Baca juga: Wisata Pantai di Banten Dijaga 105 Anggota Balawista

Mukhlas menjelaskan, kebutuhan peralatan itu bukan hanya dibutuhkan untuk pengamanan wisatawan di pantai, tapi juga di objek wisata tirta lainnya sebab fokus kerja Balawista juga ditempatkan dibeberapa objek wisata air, baik alam maupun buatan.

“Dulu kita punya satu rubber boat, tapi hilang ketika tsunami 2018 lalu. Namun sampai saat ini belum ada gantinya padahal kami sudah mengajukan bantuan,” keluh dia.

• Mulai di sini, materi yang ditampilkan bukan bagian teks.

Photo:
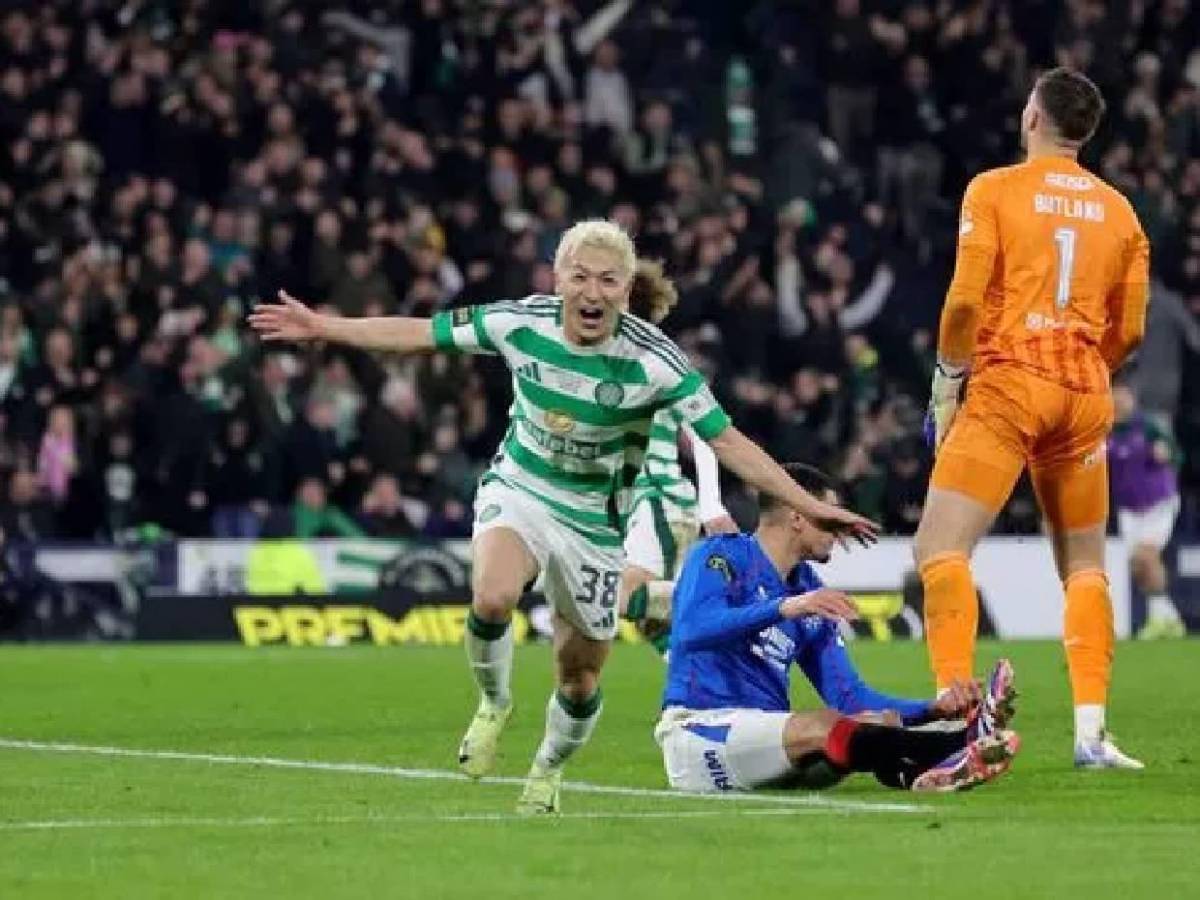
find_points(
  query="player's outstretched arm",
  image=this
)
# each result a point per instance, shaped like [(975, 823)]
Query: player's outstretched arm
[(292, 321), (754, 466)]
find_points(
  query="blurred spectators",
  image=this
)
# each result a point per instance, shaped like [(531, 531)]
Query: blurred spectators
[(797, 166)]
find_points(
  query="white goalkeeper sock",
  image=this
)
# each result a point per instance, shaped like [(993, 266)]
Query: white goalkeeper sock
[(490, 654), (569, 724), (1089, 723)]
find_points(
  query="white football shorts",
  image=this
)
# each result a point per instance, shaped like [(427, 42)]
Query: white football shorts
[(711, 750), (579, 579)]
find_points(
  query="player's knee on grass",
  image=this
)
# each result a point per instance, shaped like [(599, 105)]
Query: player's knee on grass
[(495, 604), (813, 772), (805, 733)]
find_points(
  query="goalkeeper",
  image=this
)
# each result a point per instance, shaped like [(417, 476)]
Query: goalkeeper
[(745, 609)]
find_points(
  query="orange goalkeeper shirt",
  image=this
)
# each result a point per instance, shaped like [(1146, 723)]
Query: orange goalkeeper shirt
[(1053, 269)]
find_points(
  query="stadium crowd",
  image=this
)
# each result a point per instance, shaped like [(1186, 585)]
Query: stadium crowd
[(166, 166)]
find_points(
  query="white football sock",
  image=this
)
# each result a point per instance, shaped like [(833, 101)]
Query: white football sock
[(490, 655), (1089, 723), (568, 727)]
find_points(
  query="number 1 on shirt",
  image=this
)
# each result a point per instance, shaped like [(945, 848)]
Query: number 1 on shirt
[(1065, 239)]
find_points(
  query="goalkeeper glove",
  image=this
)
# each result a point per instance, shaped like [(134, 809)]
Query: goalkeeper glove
[(943, 402)]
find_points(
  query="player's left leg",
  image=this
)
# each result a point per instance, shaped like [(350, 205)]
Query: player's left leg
[(899, 757), (1071, 480), (571, 714), (973, 474), (581, 583)]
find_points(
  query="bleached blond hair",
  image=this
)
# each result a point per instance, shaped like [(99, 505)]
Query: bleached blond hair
[(601, 234)]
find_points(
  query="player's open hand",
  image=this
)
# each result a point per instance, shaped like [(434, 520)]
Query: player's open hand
[(958, 699), (844, 523), (287, 321), (826, 603)]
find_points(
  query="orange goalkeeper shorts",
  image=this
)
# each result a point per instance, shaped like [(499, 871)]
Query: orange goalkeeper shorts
[(1012, 419)]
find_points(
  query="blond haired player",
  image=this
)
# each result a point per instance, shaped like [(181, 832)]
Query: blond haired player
[(1048, 299), (587, 379)]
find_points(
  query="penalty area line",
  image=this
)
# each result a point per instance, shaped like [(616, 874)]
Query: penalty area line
[(813, 801), (66, 825)]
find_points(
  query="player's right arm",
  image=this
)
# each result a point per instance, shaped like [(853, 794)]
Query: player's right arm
[(1127, 305), (978, 245), (467, 329), (292, 321)]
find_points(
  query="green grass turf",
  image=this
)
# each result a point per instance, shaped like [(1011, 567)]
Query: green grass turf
[(178, 828)]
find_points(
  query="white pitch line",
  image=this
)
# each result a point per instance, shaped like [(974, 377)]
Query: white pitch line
[(359, 768), (57, 825)]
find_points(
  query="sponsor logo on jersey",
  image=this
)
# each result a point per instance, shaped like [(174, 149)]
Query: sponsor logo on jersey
[(1093, 457), (610, 394), (720, 564), (559, 421), (1069, 183), (567, 382)]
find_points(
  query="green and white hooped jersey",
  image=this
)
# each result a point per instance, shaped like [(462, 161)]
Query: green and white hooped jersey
[(581, 417), (661, 475)]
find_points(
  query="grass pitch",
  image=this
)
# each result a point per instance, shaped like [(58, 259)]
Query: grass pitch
[(213, 772)]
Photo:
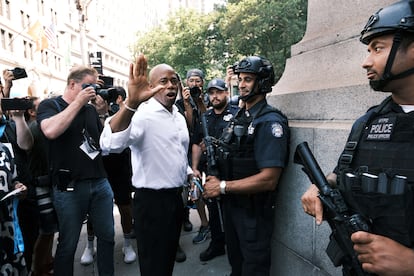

Baca juga: Balawista dan Kemenpar Selenggarakan Uji Kompetensi Pemandu Keselamatan di Banten

Untuk mengurangi keterbatasan itu, Balawista mengatasinya dengan berkoordinasi dengan Polairud atau Basarnas. Oleh karenanya Mukhlas berharap pemerintah maupun lembaga lainnya bisa berkontribusi dalam bantuan peralatan penyelamatan.

“Peralatan kami kurang, namun kami kerjasama dengan Polairud dan Basarnas. Memang perlataan di kami minim sekali jadi kami harus banyak-banyak koordinasi dengan instansi terkait lainnya,” tutup Mukhlas.